Find the number of distinct sums of contiguous portions of a given array of 1 s and 2 s.

**Analysis:**

Probably like most people I thought briefly about summing all combinations, maybe with an accumulated array so it was just a subtraction each time. But the input array bounds seemed(?) too high for that. Looking at the boundary cases though, clearly we can make the array sum, so I coded up the two boundary cases - found using the sum - of all 1 s and all 2 s, which each allow only n sums. Then I realized (*first insight*) if we have a 2 on both ends of a mixed array we can’t make one less than the sum. In fact we can peel back the array to remove the shorter “tail” of 2 s and know that we have that many possible sums at the top end that we couldn’t make.

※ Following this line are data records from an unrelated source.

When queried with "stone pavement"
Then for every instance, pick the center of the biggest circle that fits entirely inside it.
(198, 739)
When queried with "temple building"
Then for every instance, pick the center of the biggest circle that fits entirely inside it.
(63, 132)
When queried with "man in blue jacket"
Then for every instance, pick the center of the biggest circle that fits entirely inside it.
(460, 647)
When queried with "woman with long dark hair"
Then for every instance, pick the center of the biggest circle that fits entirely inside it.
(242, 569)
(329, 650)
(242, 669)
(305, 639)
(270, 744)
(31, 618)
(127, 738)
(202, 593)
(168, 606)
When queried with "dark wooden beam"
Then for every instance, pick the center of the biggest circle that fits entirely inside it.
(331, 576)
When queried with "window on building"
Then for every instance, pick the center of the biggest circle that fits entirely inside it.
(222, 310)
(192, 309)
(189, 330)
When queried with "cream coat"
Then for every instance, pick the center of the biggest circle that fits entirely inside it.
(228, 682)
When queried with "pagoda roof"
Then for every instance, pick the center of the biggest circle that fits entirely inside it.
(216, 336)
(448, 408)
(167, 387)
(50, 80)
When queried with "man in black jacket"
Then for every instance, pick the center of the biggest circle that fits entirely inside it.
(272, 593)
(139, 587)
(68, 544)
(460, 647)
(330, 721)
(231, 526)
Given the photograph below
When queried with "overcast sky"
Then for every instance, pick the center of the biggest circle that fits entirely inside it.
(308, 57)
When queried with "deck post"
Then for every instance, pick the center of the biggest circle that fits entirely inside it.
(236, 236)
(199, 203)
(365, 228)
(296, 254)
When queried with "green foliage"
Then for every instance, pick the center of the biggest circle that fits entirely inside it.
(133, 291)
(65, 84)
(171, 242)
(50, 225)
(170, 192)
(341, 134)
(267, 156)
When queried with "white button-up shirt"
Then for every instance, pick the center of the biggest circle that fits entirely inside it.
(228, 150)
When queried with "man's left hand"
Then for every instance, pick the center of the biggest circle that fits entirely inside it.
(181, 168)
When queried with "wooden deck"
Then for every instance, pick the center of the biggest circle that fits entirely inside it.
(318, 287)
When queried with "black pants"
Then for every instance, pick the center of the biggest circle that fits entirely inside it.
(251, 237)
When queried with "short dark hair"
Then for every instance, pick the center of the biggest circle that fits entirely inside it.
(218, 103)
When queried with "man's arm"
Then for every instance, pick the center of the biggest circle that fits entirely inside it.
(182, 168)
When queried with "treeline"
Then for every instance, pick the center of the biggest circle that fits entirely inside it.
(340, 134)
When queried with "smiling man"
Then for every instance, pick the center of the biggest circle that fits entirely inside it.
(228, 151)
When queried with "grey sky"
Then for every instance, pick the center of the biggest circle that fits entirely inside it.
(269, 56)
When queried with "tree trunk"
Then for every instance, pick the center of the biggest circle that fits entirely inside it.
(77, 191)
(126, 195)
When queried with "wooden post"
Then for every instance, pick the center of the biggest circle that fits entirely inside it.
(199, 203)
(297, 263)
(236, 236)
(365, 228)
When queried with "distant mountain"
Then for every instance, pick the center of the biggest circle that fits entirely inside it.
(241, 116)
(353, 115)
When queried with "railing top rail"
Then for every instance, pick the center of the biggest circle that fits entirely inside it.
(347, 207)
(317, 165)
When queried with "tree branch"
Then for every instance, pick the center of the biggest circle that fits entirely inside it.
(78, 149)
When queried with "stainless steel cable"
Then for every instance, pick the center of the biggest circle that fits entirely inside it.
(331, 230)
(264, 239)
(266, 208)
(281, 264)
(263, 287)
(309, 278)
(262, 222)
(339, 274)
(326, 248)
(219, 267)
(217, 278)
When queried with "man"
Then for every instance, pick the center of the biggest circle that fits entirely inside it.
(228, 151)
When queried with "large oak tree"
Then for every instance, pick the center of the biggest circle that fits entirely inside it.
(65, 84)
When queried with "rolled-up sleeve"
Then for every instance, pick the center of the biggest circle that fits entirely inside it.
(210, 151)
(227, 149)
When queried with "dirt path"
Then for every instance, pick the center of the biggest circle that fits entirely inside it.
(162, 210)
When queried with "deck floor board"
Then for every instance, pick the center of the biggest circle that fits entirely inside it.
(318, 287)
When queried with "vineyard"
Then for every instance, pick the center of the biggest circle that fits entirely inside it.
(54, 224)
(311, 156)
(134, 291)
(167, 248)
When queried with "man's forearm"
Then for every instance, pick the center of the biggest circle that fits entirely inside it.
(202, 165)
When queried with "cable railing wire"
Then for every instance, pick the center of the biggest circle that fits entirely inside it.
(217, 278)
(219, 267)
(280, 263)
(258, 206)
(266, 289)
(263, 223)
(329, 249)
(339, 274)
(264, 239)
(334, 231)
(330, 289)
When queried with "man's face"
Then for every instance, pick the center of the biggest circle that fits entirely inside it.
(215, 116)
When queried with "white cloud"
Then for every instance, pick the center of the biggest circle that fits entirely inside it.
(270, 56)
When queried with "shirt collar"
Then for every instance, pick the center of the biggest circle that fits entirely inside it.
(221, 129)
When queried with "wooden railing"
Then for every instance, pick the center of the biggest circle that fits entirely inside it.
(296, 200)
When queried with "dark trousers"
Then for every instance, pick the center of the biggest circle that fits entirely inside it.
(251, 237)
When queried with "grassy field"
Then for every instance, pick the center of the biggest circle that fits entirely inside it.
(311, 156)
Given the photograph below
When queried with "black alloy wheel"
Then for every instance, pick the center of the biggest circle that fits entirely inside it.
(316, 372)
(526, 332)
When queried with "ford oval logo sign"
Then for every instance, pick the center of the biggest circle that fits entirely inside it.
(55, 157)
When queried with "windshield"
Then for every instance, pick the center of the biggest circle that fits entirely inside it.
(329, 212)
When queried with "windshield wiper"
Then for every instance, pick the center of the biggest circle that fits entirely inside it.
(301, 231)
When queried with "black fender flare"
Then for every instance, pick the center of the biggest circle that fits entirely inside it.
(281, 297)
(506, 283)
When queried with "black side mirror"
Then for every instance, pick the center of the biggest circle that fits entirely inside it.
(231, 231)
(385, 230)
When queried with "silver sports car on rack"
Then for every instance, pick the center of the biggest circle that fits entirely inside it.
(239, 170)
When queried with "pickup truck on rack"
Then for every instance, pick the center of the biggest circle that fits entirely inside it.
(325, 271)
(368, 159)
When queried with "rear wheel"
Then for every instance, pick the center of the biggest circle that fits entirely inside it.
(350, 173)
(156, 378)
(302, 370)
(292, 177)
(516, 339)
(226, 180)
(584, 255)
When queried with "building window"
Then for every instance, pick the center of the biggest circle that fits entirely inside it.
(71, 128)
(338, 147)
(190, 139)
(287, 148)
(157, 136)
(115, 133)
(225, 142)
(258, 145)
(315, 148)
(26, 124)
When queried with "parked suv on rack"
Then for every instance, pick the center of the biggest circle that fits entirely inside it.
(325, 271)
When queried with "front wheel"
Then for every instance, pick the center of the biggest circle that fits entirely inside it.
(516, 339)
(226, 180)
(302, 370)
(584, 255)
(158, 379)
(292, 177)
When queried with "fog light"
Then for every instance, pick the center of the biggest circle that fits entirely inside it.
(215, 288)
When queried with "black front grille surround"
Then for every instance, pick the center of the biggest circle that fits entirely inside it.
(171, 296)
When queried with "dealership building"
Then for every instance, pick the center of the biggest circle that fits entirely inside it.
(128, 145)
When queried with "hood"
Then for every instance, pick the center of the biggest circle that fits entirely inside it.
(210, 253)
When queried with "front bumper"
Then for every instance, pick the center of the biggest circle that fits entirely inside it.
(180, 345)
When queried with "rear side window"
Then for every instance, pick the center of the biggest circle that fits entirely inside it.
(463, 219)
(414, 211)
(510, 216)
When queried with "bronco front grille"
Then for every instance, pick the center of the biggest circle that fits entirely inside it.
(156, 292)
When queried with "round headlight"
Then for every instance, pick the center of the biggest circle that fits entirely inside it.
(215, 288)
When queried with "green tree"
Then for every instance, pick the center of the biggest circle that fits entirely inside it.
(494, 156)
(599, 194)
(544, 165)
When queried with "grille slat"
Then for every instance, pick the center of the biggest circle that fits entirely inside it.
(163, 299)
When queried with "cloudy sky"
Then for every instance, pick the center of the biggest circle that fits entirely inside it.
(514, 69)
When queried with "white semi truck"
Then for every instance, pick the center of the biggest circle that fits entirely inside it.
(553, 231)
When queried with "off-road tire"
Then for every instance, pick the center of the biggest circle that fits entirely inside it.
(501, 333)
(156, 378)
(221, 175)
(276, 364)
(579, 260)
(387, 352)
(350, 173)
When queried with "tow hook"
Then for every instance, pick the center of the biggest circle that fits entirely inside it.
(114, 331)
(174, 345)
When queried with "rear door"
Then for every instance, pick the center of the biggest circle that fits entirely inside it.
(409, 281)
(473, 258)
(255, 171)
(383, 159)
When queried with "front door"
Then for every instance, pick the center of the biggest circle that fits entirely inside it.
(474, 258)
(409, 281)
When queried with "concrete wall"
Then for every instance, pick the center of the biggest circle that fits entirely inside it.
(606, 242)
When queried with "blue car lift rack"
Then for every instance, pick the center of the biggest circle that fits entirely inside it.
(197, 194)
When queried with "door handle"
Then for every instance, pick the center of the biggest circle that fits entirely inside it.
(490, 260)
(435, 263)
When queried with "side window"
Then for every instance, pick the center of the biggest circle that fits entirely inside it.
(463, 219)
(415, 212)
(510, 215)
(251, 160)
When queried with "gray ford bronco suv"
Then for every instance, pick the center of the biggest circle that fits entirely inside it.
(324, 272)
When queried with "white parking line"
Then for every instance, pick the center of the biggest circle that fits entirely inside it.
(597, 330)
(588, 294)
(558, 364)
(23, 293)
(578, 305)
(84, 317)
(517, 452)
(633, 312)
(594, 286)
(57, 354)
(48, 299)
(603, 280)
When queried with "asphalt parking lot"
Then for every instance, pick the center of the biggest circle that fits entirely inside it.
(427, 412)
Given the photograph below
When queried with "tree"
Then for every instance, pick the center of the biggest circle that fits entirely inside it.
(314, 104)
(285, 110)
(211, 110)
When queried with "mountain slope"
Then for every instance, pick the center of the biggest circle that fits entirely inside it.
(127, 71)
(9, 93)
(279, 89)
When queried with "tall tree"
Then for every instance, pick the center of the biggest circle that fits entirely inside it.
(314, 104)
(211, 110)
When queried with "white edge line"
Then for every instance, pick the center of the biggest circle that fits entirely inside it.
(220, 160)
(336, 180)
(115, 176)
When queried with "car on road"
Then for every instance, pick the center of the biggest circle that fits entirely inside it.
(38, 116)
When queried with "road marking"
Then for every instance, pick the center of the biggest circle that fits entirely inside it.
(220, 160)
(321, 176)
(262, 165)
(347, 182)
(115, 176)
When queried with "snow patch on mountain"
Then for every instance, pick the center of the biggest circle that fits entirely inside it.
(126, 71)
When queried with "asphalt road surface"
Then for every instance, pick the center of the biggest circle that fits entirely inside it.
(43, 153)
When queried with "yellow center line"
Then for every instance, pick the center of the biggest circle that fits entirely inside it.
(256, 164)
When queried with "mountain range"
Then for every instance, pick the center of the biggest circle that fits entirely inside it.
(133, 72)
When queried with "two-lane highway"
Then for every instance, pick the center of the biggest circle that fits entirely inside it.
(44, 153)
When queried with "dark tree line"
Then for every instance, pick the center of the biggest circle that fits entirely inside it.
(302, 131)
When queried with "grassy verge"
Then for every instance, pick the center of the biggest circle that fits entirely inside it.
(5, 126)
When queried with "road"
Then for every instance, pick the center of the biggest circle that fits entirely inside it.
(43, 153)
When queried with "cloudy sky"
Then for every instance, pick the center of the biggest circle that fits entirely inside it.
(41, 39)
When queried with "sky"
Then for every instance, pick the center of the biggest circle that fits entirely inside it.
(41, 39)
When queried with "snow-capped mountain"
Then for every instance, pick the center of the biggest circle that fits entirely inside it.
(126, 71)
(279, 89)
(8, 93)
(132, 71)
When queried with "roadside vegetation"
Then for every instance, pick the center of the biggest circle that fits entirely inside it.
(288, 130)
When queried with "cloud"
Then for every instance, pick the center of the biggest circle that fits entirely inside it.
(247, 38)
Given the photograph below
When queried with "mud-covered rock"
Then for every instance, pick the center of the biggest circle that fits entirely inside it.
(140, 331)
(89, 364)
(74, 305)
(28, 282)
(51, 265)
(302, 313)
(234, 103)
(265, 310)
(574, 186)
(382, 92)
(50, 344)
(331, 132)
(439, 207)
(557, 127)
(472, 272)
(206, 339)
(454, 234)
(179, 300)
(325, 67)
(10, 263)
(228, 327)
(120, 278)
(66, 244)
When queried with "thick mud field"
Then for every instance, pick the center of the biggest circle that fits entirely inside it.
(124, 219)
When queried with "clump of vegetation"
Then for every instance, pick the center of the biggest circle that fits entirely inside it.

So what about when there is a 1 at one end of the array? This is the *second insight*, more important but enabled by the first one. If we look at the partial sums we can make *without* that 1, but including its neighbour, we form a sequence that goes up to the sum of the reduced array. And *in that sequence*, the biggest jump in values is only 2 - that is, if say 41 is somewhere in the middle of that sequence, then either 42 or 43 is next. Now if you look at the sums including the end 1 we were previously disregarding, that will be *the same values* shifted by 1, so will **fill all the gaps** in the previous sequence. So whenever there is a 1 at one end of the sequence, *all sums are possible* up to the sum of the sequence.

In case this “second insight” isn’t clear, here’s a practical example of a sequence with a 1 starting:

```
1 2 2 1 1 2 1 2 2 2
```

Partial sums starting from the **second** element (*excluding* the edge 1):

```
2 4 5 6 8 9 11 13 15
```

Partial sums starting from the 1:

```
1 3 5 6 7 9 10 12 14 16
```

and obviously the second set is each time one bigger (plus the leading 1), giving full coverage of all values from 1 to the sum.

Combining these two insights: find the shorter tail of twos, and the length of that will tell you how many values (to the sequence sum) you can’t make. All other values are possible.